Remarkably, we found that the flux of the indirectly regulated
reactions is coupled to the flux of directly regulated ones. We also
found that the indirectly regulated reactions are enriched with
bi-directional reactions. These findings might open an opportunity for
further research to determine an extent by which their activity levels
are set by other reactions. Taken all together, these findings suggest
that the regulation of breast cancer cell metabolism is controlled in a
hierarchical manner where the direct regulation of about half of the
reactions suffices to orchestrate the flux regulation through the whole
metabolic network via flux coupling.
Like almost any other computational, genome scale investigation, our
approach has quite a few limitations. First, the data itself, is still
limited and noisy, and the coverage of different layers of omics data
is uneven, due to obvious technical limitations. Second, guided by the
data we collected, we focused here on studying post-translational
modifications mediated by phosphorylation. However, obviously,
post-translational modifications occur via a variety of additional
mechanisms, including, e.g., acetylation, glycosylation and allosteric
regulation^[101]43,[102]44. Consequently, the machine learning
predictors built for predicting transcriptional regulation and
post-transcriptional regulation, but not post-translational regulation.

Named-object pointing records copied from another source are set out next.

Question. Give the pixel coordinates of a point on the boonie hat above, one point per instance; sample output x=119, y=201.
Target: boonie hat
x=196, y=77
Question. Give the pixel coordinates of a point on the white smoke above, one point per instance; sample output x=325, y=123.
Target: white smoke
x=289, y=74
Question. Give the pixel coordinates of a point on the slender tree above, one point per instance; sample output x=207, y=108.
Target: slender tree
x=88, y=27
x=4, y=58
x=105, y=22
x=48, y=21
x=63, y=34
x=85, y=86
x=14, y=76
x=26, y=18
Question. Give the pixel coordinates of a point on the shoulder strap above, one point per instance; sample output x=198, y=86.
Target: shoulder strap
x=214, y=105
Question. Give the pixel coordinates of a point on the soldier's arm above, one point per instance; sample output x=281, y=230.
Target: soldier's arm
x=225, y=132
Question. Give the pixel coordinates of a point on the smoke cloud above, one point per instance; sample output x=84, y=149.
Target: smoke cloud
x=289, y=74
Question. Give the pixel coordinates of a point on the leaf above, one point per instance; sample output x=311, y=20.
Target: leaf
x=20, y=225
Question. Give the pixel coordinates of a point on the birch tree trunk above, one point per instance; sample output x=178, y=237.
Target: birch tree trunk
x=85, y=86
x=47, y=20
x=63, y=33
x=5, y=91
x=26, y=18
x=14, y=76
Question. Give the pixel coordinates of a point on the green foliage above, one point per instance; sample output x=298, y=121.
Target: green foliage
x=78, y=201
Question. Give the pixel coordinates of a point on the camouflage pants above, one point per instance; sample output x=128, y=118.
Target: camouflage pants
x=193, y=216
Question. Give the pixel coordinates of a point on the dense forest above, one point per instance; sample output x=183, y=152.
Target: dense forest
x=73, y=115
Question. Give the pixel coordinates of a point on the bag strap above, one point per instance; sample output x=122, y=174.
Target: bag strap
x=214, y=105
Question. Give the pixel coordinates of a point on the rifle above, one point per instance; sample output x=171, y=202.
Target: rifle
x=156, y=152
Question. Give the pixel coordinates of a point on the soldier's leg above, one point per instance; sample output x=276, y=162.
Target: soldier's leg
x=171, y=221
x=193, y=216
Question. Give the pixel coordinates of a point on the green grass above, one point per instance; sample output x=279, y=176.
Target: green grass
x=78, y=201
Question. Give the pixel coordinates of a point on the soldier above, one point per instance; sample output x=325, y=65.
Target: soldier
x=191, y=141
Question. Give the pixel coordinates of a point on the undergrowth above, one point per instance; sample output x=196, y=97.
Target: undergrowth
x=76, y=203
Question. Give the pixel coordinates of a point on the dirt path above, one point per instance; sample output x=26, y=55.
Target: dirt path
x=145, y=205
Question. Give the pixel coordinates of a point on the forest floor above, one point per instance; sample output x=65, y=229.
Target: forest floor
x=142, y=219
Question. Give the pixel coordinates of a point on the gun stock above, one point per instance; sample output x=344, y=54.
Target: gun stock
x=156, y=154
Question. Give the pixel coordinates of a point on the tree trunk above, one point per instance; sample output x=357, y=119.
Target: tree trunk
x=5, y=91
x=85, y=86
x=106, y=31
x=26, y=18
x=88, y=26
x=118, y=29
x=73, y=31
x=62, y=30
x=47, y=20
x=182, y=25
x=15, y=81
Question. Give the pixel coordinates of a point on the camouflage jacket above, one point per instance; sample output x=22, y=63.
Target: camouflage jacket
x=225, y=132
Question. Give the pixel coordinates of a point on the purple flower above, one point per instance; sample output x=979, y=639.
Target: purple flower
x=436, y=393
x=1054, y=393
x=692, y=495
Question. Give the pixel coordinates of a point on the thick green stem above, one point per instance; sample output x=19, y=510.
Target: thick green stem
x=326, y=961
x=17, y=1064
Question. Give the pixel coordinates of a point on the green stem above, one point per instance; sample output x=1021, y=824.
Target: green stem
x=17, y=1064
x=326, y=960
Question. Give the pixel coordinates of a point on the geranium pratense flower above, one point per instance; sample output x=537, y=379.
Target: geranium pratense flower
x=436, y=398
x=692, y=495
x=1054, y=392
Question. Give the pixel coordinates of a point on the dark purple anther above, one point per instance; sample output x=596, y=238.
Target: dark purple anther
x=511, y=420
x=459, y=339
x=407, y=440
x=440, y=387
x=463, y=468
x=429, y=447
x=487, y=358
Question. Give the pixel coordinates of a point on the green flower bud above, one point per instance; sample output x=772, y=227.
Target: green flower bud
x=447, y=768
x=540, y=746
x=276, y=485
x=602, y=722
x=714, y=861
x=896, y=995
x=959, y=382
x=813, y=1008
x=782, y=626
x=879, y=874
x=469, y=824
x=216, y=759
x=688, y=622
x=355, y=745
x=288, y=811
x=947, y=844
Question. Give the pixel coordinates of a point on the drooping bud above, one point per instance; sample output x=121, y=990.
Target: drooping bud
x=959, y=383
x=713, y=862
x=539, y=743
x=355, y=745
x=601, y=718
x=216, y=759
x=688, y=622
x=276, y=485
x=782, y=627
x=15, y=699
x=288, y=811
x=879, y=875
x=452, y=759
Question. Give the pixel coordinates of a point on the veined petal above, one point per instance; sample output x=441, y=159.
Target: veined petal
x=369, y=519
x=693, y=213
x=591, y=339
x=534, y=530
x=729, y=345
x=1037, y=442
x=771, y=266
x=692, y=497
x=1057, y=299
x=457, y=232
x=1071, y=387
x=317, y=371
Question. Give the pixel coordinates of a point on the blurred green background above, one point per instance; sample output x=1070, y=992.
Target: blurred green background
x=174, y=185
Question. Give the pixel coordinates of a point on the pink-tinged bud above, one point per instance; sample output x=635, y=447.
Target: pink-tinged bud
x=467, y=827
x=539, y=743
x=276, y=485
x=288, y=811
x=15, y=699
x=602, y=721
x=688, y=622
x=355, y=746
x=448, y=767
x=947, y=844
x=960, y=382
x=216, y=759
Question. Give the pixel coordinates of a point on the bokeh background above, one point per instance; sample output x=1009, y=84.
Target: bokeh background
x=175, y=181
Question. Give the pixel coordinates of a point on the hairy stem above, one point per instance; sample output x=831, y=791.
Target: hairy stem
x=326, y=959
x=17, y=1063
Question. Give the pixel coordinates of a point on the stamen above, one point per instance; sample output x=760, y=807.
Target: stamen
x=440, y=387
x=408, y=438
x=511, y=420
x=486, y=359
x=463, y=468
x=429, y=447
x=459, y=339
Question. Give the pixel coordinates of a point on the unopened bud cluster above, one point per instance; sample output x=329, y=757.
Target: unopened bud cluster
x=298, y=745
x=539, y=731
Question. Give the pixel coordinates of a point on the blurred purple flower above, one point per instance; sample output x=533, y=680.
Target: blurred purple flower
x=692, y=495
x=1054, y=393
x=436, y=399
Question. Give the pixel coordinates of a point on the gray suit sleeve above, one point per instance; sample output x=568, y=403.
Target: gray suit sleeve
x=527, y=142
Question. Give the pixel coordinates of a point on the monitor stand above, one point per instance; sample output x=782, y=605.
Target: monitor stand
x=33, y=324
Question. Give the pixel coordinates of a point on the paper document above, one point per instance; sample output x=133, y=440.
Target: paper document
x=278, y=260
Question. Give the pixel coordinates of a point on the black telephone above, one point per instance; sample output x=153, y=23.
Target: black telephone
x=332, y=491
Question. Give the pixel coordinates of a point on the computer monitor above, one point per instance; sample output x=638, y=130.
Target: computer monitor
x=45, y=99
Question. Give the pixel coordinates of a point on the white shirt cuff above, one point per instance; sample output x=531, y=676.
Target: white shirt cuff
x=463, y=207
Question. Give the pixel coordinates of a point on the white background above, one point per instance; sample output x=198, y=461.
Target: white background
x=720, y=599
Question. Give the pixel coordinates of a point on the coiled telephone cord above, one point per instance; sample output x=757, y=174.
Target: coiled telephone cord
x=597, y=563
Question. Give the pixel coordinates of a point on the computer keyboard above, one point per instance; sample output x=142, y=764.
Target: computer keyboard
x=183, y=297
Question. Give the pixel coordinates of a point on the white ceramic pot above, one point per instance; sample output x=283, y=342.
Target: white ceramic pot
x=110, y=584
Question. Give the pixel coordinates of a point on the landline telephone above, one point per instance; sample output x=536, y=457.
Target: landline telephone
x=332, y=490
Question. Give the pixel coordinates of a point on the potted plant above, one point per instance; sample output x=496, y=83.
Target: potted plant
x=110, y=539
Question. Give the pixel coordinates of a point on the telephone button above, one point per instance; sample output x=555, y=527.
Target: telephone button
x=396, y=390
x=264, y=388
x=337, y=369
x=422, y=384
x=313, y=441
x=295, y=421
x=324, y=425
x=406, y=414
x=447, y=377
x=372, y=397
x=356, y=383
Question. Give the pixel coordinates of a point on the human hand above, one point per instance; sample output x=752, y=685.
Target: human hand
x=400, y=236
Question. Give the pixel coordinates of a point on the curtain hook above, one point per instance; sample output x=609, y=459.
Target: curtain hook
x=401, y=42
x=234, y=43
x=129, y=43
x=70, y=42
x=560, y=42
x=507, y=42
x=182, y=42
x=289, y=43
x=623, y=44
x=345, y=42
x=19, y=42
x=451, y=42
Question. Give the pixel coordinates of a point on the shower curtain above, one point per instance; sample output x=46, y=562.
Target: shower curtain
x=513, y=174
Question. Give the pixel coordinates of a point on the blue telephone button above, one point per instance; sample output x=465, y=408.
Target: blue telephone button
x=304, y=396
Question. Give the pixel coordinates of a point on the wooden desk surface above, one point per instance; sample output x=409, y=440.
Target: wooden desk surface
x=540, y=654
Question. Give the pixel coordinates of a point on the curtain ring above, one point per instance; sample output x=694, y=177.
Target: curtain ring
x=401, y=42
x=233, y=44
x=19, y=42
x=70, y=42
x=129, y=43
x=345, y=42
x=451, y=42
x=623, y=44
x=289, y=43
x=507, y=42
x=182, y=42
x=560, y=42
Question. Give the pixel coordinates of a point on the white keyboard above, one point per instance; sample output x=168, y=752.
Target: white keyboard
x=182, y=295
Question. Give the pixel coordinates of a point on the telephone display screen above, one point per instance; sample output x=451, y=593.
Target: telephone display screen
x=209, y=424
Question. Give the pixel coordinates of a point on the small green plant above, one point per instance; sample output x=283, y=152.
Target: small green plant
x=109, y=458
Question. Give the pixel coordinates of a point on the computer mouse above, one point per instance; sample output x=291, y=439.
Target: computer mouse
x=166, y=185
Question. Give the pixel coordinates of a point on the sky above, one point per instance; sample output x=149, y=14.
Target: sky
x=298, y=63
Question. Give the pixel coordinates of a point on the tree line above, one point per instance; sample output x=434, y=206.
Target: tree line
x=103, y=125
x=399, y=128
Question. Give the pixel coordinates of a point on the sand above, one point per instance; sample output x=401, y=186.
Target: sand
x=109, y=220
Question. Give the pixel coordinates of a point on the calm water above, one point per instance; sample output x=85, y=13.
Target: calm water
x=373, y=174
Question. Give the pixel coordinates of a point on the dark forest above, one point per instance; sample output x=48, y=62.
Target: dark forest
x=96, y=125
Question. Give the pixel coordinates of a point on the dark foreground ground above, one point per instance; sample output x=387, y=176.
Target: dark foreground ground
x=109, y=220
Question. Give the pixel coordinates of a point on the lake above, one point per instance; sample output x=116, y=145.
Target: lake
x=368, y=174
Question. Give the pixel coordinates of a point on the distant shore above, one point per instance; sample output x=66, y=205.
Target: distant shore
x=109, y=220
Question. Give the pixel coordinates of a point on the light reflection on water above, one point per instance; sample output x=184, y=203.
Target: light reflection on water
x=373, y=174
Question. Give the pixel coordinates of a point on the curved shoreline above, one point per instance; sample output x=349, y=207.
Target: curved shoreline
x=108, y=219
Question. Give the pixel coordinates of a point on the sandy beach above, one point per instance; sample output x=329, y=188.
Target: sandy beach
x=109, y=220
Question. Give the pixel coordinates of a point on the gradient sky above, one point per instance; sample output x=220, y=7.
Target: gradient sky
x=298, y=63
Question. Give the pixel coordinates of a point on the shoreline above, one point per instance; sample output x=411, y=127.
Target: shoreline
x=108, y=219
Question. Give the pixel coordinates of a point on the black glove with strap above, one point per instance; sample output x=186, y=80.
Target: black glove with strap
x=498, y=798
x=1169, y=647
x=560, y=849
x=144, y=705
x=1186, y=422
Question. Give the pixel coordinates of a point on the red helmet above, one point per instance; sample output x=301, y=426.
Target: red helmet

Fourthly, as we employ coarse discretization to overcome some of the
noise in the data, we only identify regulatory alterations in reactions
that are differentially active across the conditions of study. This
limitation is partly mitigated, however, by analyzing three very
distinct metabolic states. Future work should aim to address these
limitations by incorporating data sets covering more conditions,
measuring a wider range of omics data with higher coverage, and
ideally, move to perform such measurements in patients’ tumor data.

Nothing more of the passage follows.